In general, this plugin requires an understanding of how it works to use it, which I find not ideal, but at least it allows you to do the work much faster and more clearly, and save a lot of clicks when working with styles.
As an addition, I thought about a case where there are already several text styles in the document that need to be changed. Before you can use the plugin, you will have to create a bunch of text layers and assign styles manually. This is also time-consuming and not fun at all, so I added the Draw Existing Styles command, which will do it for you by automatically creating one copy of each of the existing styles in the document.
That's how the plugin works:
This plugin is all about tidying up. The spacing of elements with equal intervals is what each designer does quite often. In Figma, there are two native functions: Distribute Vertical Spacing and Distribute Horizontal Spacing, which should do just that.
Unfortunately, it is not so convenient to use them. Let's say we need to put the icons in the same row with a gap of 15 pixels, look what you need to do this:
It's a lot of clicks, but most importantly, each time you need to spend the mental energy to figure out which alignment to apply, then separately manage the distance. And that's just one line. Imagine how many actions would it take if you had to spread them out in two lines?
So I decided to make a plug-in that would allow you to easily spread the elements into rows and columns. When you select several items, you call up the plugin and tell it how many columns you want to arrange the items in. That's it.

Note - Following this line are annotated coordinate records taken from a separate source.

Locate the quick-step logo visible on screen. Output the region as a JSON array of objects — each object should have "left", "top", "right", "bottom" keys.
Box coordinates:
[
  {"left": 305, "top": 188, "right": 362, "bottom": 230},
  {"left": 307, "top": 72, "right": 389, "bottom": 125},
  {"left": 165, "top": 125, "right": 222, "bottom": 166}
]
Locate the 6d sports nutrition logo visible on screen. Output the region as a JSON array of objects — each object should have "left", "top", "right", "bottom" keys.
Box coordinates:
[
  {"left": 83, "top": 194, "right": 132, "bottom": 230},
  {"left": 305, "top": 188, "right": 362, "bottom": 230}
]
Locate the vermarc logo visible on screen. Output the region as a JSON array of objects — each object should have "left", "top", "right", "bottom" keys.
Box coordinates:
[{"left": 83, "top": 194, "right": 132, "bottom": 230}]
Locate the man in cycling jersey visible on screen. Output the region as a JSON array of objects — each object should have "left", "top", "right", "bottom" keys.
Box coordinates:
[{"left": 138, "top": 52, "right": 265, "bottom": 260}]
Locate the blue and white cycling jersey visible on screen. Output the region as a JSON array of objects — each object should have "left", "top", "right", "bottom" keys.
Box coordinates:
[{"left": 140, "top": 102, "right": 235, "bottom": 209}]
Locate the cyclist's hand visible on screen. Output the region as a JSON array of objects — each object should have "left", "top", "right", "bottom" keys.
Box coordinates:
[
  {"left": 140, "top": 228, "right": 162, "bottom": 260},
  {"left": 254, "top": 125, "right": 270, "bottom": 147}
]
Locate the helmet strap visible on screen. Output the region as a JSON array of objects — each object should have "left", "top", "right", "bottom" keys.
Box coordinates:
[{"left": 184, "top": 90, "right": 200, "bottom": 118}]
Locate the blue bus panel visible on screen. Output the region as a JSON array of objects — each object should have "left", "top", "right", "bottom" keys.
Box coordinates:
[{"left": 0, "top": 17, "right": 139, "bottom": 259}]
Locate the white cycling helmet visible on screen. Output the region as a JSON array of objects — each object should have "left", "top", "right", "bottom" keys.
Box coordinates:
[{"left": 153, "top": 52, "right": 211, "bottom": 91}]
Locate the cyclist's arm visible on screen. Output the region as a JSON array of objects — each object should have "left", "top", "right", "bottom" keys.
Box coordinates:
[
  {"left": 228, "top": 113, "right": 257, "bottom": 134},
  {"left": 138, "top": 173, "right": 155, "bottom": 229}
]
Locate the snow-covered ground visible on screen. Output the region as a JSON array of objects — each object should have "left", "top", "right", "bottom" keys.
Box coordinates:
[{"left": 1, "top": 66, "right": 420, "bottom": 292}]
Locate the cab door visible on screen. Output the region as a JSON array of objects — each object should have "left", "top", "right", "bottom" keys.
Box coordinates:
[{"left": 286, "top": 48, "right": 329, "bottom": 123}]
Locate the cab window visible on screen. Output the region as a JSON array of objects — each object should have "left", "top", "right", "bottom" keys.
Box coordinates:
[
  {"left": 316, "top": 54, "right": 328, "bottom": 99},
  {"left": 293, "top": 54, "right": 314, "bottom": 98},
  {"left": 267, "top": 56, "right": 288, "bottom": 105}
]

Additionally, you can specify distances between rows and columns, and they will be saved the next time you call the plugin. This is how it works:
a. Working with selection
Plugin works when you select more than one layer. However, there is one special case. Often you put all the elements of your grid in a group or in a frame. To run the plugin you would normally have to select all of the elements inside of it either manually, or by hitting "Enter".
It is not much, but plugin can still save you a second. So, if you have selected just one Group or Frame when called the plugin, it will apply arrangement to all layers that it contains.
b. Rearranging powers
Another huge plus of the plugin that it's aware of the initial position of the layers and places it in the same order. This allows you to use the plugin to rearrange elements in the grids or insert new ones, without manually dragging all of them.
To rearrange, just place the element's top-left corner in the right position, and re-run the plugin.
c. Special cases
And one last small detail. Of all the possible arrangement options, two special cases are when you need to arrange the elements in one column or one row.
If it's easy to do it in one column, you should always type "1" in a field with the number of columns.
To make one row, however, you need the same number of columns as you have selected items, and you may not know for sure, how many of them you have selected. To make this easier, I've prepopulated the input with a ready-for-edit count of selected layers. This way to have one row of items, you don't have to count layers or, in fact, do anything at all, just call the plugin and hit enter and you have a nice row of items.